To the others, he said, “Let me present Philip Steele, Exhibit A. Peter Dalcor, if you please, without the whiskers and sheepskin coat.”

To Mark Raton, he said, “Sorry to hoax you, but I had to convince myself it was possible for an actor to make himself up to resemble an old photograph closely enough to fool someone who had known the man in the photograph ten years ago. You see,” he added, “that’s the way Nora Carson was fooled last night.” Frank Carson slumped back on to the settee. His face was white and his left eyelid twitched spasmodically. He kept opening and closing his mouth, but no words came out.

Two-Deck Bryant was edging along the wall toward the door. Shayne jerked his head at Casey. The New York detective got up and blocked the exit with a cheerful grin.

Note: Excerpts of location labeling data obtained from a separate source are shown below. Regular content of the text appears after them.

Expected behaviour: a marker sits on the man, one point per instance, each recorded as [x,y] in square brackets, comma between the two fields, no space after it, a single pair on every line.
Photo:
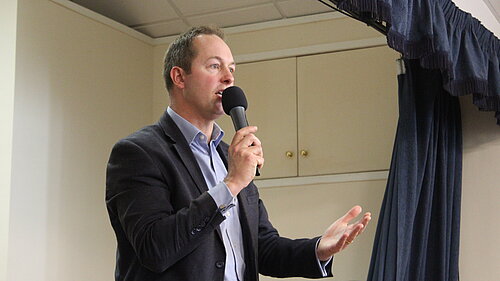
[182,202]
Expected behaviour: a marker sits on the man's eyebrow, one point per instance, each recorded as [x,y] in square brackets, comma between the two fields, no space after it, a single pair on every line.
[221,60]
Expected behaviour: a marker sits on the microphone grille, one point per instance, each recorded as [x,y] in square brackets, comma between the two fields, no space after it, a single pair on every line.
[232,97]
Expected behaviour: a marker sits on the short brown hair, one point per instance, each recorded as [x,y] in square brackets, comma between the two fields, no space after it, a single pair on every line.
[181,52]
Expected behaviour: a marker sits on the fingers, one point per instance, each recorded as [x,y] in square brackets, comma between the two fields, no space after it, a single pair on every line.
[242,133]
[245,154]
[351,214]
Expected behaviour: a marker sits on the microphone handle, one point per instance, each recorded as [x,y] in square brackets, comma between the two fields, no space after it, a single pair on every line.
[240,121]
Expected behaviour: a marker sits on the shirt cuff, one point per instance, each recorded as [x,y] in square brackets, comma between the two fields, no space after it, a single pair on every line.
[323,264]
[222,196]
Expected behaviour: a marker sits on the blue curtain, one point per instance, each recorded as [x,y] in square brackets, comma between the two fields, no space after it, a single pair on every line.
[418,230]
[441,36]
[447,53]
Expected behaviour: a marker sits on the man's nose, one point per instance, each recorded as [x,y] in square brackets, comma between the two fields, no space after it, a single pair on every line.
[227,76]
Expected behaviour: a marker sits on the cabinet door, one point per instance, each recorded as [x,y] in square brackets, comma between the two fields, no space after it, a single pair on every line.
[270,88]
[347,111]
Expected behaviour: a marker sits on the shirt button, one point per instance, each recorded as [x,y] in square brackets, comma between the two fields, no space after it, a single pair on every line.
[219,264]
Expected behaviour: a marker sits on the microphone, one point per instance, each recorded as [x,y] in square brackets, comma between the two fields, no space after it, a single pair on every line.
[235,104]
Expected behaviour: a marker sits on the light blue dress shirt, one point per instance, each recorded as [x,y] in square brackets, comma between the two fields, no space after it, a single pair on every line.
[214,171]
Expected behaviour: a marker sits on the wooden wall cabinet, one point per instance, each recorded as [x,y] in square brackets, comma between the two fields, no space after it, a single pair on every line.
[322,114]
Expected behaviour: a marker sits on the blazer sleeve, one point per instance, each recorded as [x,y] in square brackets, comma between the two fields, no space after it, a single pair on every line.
[140,209]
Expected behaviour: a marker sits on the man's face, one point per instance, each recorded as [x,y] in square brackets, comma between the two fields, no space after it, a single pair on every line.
[211,72]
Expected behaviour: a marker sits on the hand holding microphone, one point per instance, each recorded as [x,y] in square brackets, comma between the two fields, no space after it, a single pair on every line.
[245,151]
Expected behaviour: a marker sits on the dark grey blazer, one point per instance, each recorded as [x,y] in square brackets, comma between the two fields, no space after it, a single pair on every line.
[167,225]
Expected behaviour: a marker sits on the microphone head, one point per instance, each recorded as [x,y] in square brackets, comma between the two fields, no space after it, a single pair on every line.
[232,97]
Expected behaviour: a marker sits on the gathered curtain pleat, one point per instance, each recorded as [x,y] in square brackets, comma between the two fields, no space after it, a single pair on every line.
[441,36]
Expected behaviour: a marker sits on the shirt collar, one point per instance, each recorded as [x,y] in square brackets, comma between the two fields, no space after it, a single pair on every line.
[190,131]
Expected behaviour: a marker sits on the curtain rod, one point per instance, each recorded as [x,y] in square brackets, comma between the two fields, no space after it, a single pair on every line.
[361,16]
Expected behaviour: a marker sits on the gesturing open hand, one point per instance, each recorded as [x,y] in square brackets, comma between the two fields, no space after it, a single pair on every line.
[340,234]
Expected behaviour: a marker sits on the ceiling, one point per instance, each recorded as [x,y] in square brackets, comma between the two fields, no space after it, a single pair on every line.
[160,18]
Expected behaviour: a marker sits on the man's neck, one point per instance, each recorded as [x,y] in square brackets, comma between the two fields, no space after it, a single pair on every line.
[206,127]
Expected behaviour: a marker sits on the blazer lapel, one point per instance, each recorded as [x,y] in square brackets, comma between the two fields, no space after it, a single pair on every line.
[180,145]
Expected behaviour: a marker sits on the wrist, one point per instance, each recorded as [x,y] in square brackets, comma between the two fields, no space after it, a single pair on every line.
[232,186]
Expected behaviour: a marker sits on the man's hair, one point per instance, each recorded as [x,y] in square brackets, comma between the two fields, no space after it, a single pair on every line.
[181,52]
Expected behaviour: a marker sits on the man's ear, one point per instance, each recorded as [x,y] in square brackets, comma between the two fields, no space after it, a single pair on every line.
[177,75]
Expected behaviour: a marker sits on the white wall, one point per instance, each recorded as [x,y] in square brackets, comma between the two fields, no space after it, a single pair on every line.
[480,231]
[480,10]
[8,22]
[80,85]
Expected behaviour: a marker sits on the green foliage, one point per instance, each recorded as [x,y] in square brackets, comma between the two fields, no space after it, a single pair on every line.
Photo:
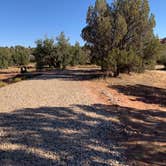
[121,36]
[59,53]
[14,56]
[44,53]
[5,58]
[20,56]
[79,55]
[63,51]
[162,56]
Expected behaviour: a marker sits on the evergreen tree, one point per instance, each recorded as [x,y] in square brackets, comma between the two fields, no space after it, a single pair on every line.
[121,35]
[63,51]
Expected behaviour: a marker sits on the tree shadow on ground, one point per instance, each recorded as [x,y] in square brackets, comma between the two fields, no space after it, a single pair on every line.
[56,136]
[73,75]
[140,132]
[146,94]
[82,135]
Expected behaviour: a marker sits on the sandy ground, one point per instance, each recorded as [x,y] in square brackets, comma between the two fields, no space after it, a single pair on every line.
[54,120]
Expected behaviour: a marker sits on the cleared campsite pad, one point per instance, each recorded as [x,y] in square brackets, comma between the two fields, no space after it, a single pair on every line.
[52,120]
[74,117]
[138,102]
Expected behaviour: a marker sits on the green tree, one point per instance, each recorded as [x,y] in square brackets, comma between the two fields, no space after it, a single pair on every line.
[45,53]
[20,56]
[120,35]
[5,58]
[63,51]
[79,55]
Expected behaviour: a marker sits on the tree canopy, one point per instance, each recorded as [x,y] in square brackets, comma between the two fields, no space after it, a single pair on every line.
[121,35]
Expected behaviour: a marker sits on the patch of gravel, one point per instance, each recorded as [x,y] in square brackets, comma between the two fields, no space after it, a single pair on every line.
[51,121]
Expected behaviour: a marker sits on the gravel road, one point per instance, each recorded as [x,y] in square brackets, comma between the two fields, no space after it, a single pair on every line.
[52,121]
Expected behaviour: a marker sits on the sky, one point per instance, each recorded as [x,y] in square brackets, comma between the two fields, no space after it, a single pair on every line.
[22,22]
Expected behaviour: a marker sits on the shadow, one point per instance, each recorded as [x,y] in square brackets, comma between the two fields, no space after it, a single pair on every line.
[56,136]
[140,132]
[82,135]
[72,75]
[146,94]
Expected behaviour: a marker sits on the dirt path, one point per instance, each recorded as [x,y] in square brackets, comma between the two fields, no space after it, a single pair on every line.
[54,121]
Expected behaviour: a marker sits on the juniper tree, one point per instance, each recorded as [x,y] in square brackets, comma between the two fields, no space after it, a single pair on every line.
[63,51]
[120,34]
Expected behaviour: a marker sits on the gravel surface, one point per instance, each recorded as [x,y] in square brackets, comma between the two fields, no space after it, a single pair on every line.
[53,121]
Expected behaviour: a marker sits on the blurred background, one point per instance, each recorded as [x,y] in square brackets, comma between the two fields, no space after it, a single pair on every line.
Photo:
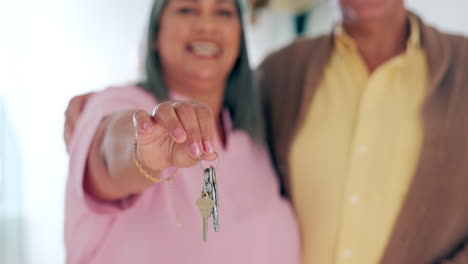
[51,50]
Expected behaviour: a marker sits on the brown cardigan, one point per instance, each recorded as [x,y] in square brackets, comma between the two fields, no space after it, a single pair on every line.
[433,224]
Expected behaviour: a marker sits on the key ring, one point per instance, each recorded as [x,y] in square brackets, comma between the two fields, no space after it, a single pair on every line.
[217,165]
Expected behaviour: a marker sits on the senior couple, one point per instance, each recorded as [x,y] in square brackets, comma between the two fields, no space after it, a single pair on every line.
[351,147]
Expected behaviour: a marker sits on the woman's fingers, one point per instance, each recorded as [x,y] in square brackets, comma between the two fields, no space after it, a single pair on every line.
[206,122]
[146,130]
[188,118]
[165,115]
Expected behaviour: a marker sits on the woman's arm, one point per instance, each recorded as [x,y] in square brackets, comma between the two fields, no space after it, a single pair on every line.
[176,134]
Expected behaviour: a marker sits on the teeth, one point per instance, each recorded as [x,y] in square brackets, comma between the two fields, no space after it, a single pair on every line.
[204,48]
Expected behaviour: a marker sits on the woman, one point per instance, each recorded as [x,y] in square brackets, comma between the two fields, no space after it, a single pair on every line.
[115,213]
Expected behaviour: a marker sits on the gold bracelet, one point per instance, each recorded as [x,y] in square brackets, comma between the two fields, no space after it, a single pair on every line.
[143,171]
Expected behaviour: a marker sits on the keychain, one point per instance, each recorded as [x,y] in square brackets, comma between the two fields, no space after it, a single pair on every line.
[209,199]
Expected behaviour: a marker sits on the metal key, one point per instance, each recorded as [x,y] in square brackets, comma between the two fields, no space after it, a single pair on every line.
[205,205]
[214,197]
[209,186]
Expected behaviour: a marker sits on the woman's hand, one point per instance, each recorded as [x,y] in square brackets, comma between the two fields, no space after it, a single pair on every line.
[72,114]
[177,133]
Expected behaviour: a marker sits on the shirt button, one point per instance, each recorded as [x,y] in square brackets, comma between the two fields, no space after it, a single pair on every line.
[362,149]
[347,254]
[354,199]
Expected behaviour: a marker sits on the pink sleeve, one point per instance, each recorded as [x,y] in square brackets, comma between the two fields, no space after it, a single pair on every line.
[97,108]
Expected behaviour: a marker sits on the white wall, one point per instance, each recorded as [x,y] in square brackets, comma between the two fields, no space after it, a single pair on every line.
[49,51]
[53,49]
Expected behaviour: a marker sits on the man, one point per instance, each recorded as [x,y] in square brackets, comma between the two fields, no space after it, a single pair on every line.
[368,132]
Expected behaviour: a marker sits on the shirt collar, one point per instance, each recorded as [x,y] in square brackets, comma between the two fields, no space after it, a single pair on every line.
[344,41]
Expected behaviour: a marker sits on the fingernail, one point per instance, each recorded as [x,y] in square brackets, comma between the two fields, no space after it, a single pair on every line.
[147,127]
[195,149]
[178,134]
[208,147]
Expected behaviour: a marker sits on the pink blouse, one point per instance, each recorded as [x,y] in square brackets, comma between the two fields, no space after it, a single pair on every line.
[162,224]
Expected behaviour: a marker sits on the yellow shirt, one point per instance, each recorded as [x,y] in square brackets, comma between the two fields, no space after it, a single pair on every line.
[355,155]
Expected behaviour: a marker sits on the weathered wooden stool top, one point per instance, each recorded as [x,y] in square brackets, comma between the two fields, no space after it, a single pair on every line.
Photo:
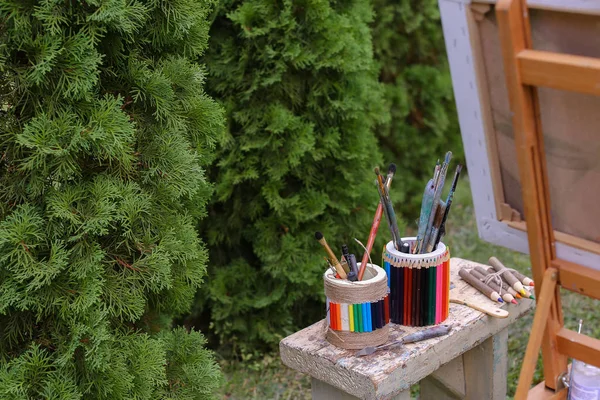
[387,372]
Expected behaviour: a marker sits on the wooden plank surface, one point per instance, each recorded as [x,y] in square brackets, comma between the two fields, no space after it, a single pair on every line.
[541,392]
[486,369]
[560,71]
[387,373]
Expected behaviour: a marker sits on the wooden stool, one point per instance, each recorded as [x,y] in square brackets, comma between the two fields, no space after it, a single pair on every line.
[471,362]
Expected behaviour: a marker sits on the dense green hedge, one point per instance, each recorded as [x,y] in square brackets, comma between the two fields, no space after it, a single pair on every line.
[306,113]
[104,135]
[300,88]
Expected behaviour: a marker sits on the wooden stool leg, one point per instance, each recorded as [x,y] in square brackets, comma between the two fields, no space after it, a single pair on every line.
[486,369]
[325,391]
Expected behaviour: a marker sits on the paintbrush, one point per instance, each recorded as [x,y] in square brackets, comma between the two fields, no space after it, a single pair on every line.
[442,229]
[375,225]
[426,204]
[439,187]
[332,258]
[430,333]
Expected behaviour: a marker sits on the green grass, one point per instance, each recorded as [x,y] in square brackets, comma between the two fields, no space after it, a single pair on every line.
[269,379]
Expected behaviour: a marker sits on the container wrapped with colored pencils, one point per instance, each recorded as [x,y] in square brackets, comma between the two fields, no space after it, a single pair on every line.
[357,312]
[419,285]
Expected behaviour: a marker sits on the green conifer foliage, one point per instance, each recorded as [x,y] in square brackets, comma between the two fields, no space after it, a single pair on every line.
[300,88]
[104,134]
[409,47]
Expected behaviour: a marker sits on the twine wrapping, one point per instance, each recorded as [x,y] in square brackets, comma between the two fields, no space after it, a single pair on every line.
[346,292]
[357,340]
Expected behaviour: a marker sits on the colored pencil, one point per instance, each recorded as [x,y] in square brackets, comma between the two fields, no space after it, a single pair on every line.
[413,303]
[407,295]
[477,284]
[447,290]
[393,291]
[400,295]
[507,297]
[424,296]
[375,225]
[524,280]
[386,266]
[438,296]
[432,276]
[386,309]
[345,317]
[375,315]
[507,275]
[419,315]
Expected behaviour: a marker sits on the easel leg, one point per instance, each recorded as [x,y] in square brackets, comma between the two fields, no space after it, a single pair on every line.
[486,368]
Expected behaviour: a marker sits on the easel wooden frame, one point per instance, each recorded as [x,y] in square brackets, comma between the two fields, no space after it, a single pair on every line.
[526,69]
[494,220]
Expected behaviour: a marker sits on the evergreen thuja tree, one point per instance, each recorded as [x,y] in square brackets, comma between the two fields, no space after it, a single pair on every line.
[300,89]
[409,48]
[104,134]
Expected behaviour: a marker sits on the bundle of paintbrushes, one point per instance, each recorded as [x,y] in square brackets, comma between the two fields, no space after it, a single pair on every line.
[434,211]
[498,283]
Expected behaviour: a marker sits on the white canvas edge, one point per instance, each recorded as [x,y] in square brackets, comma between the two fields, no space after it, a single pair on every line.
[464,81]
[574,6]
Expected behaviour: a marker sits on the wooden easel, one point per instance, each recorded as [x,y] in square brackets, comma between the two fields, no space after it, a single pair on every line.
[525,69]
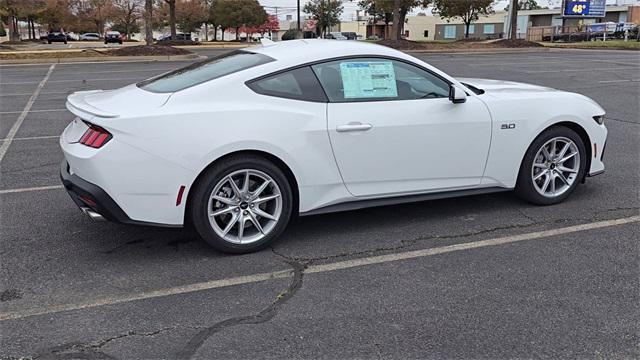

Shayne said thoughtfully, “I’m not positive what the exact charge will be, Casey, but I imagine Colorado has some statute to cover the crime of incitement to murder. For Two-Deck is morally just as guilty as Carson. He drove Frank to put his fantastic plan into execution by threatening him with death if he didn’t pay up in a hurry. And we can charge him with attempted murder. He shot Joe Meade last night.”

Bryant stopped with a snarl that drew his lips away from his teeth. “What do you think I was doing out there?”

“Burying a Prince Albert can under the hearth. You overplayed your hand later when you were afraid I might overlook the cache. You drew my attention to the loose brick by stepping on it — and then suggested that I keep on digging under the first can which poor old Screwloose had showed you previously. Didn’t he plant the stuff, Carson, after you gave him the clippings and picture from your wife’s scrapbook?”

The actor had gotten hold of himself. He said, “I don’t know what you’re talking about,” and clamped his lips together tightly.

Shayne said, “The beginning of the whole thing was the gambling debt Bryant came out to collect. First, you planned to get the money from Mrs. Mattson. But you would have to marry her, and Nora wouldn’t divorce easily, and Bryant wanted his money in a hurry. Then you read in the local paper about a simple-minded, nameless old prospector who’d just made a rich strike. You knew all about Nora’s missing father, and you worked out a plan to get Pete identified as your father-in-law and then get rid of him immediately afterward.”

“He was her father,” Frank insisted. “She recognized him. She said so. After he was dead.”

“But she hadn’t recognized his picture in the paper,” Shayne reminded him. “She didn’t until you made yourself up to look like her father had looked, and showed your face to her briefly through the hotel window. Then, like Mr. Raton just now, she was convinced she had seen Peter Dalcor. You ran away, met Pete up on the hillside where you had him planted, and smashed in the old man’s head with a rock so he was scarcely recognizable.